Exercises:
- Based on the general solution to the heat equation, answer the following and explain your answer both mathematically from the solution as well as physically.
- If the specific heat capacity of a material is increased, will the temperature profile of a bar converge faster or slower to the steady-state solution?
- If the thermal conductivity of a material is decreased, will the temperature profile of a bar converge faster or slower to the steady-state solution?
- If the density of a material is increased, will the temperature profile of a bar converge faster or slower to the steady-state solution?
- Solve the heat equation with homogeneous boundary conditions with alpha=1, L=4 and a uniform initial temperature of u=1. Plot the solution for various times to illustrate the nature of the solution.
- Solve the heat equation with homogeneous boundary conditions with alpha=2, L=2 and an initial temperature distribution that is triangular, zero at both ends and with a peak of u=2 in the center. Plot the solution for various times to illustrate the nature of the solution.

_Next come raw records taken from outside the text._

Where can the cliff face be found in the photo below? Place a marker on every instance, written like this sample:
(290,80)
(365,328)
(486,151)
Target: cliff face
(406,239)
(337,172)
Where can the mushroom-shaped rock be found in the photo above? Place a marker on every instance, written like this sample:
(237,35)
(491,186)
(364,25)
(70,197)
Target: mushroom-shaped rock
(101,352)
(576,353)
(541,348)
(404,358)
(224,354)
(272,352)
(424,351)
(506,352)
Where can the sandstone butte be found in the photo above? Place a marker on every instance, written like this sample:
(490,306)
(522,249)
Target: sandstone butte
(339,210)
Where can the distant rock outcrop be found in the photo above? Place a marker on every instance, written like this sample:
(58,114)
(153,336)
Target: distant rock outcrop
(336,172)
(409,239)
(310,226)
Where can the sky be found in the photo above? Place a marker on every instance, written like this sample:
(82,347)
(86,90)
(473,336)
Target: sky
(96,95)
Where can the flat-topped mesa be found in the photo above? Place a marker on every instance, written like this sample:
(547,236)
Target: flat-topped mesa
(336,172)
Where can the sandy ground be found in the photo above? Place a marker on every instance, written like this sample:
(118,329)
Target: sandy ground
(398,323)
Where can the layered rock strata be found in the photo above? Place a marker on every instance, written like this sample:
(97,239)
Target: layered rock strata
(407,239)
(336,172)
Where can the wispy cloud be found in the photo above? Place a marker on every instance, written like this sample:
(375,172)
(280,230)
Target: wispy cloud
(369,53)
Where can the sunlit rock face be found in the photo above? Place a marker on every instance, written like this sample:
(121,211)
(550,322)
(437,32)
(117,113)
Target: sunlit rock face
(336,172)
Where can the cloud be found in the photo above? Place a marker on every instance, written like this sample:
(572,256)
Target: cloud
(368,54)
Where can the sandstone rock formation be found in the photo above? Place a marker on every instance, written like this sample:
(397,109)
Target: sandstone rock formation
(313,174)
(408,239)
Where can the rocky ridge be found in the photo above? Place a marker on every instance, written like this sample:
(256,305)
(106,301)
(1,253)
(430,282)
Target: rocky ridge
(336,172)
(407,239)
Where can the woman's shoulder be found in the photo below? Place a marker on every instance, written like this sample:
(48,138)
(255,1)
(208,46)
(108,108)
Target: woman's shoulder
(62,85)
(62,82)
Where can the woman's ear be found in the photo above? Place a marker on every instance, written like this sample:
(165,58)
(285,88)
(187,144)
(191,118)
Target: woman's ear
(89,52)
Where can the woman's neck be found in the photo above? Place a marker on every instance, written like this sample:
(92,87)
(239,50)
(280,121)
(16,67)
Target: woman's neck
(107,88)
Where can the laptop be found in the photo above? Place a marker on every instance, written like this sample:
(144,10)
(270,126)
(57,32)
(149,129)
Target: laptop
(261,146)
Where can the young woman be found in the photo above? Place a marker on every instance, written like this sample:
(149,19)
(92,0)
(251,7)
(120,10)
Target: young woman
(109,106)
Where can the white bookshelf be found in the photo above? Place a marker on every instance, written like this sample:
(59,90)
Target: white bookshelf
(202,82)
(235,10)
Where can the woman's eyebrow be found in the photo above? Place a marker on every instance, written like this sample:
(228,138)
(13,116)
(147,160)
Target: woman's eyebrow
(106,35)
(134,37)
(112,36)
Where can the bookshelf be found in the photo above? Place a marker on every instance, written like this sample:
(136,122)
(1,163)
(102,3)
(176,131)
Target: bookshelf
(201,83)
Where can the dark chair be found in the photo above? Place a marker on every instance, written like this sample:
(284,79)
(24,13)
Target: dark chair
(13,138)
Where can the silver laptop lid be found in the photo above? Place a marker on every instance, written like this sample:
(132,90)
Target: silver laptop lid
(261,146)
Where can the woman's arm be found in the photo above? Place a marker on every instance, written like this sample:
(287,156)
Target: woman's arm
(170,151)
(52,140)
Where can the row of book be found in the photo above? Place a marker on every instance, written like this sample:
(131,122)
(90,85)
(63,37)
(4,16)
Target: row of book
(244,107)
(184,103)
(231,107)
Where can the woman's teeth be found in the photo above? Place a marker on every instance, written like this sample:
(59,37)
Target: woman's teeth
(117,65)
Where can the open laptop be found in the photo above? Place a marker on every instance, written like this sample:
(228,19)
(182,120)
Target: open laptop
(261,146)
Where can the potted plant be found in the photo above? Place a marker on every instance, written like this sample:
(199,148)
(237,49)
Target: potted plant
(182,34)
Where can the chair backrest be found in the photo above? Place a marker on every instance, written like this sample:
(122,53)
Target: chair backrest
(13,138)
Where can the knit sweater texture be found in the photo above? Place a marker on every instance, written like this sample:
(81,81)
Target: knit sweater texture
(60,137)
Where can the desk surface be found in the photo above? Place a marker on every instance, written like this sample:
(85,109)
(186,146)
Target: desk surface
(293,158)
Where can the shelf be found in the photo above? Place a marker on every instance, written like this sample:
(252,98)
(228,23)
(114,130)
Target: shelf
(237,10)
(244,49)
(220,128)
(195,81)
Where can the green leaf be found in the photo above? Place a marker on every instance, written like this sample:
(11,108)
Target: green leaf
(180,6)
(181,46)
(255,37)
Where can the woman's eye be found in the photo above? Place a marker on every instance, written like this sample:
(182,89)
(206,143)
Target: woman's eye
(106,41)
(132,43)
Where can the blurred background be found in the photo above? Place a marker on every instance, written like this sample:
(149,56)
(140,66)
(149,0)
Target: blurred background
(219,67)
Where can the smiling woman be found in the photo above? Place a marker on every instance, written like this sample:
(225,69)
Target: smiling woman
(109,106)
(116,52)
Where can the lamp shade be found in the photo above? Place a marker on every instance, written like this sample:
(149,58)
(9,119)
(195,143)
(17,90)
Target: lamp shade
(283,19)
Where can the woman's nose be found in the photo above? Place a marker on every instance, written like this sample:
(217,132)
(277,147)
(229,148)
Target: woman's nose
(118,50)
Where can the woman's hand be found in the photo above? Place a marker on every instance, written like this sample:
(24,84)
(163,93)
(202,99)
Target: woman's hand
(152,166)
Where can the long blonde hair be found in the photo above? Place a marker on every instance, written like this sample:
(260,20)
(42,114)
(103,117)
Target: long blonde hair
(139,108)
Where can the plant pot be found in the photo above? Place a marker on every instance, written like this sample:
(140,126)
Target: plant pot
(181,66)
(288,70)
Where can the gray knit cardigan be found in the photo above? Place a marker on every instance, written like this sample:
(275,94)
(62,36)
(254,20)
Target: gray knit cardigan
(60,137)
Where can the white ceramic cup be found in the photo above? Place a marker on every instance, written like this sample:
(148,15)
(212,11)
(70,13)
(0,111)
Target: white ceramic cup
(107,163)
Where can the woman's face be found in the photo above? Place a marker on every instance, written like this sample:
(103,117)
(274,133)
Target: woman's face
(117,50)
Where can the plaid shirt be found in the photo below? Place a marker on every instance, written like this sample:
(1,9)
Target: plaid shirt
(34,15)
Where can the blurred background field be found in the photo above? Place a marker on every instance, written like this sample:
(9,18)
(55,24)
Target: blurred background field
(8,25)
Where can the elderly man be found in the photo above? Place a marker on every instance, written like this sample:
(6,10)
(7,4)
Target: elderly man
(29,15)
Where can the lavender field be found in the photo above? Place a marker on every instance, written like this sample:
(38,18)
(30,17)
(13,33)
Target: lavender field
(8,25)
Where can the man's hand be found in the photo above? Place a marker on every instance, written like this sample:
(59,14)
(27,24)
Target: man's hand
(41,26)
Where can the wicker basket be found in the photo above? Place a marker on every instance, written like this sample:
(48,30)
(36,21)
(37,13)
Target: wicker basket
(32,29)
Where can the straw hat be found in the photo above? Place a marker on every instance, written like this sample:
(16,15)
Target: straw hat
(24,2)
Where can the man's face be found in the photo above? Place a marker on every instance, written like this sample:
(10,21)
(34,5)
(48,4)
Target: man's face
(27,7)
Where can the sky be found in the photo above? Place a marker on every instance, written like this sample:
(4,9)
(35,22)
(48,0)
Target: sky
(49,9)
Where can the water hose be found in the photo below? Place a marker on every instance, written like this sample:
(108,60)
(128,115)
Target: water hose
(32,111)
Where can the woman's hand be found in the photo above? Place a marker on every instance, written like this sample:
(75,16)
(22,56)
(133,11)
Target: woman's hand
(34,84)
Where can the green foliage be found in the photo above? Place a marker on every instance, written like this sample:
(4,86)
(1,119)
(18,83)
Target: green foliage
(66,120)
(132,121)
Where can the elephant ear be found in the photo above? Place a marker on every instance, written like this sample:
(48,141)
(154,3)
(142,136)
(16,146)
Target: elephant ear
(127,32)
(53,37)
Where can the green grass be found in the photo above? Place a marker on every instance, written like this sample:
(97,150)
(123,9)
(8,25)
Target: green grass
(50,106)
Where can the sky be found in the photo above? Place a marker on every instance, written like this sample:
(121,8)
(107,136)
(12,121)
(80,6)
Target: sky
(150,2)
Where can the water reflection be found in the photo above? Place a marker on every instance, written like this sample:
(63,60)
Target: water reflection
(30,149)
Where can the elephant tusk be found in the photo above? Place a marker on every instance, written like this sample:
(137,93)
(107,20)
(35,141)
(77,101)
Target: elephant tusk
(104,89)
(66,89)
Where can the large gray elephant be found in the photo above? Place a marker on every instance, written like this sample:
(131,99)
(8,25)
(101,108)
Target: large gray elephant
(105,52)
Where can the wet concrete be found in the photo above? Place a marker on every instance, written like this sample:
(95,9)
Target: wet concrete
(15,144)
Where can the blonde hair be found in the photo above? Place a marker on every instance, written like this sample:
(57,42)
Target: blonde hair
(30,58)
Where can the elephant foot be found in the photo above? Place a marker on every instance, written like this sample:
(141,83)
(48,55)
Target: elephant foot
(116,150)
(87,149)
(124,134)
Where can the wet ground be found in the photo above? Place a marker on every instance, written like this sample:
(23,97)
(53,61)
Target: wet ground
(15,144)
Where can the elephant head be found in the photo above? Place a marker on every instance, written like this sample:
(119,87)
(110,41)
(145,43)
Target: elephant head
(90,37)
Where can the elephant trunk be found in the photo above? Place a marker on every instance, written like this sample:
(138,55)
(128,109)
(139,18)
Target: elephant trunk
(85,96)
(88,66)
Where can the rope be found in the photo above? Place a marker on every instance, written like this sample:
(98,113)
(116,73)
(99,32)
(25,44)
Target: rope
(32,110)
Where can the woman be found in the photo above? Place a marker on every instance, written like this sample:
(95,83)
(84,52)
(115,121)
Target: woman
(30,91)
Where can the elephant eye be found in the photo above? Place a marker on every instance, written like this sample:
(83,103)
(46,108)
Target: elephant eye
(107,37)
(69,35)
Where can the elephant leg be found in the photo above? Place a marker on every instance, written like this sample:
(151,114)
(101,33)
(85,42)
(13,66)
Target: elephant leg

- Solve the heat equation with alpha=4, L=10, boundary conditions of T=2 on the left, T=4 on the right and a uniform initial temperature distribution of u=3. Plot the solution for various times to illustrate the nature of the solution.
- Solve Laplace's equation using the notation from the beginning of section 12.4 with a=3, b=1 and f(x)=1 between 1 and 2 and zero elsewhere. Plot the solution in a manner similar to that in Figure 12.19.
- Find the general solution to Laplace's equation using the notation from the beginning of section 12.4 with u(a,y)=g(y) and u(x,b)=0.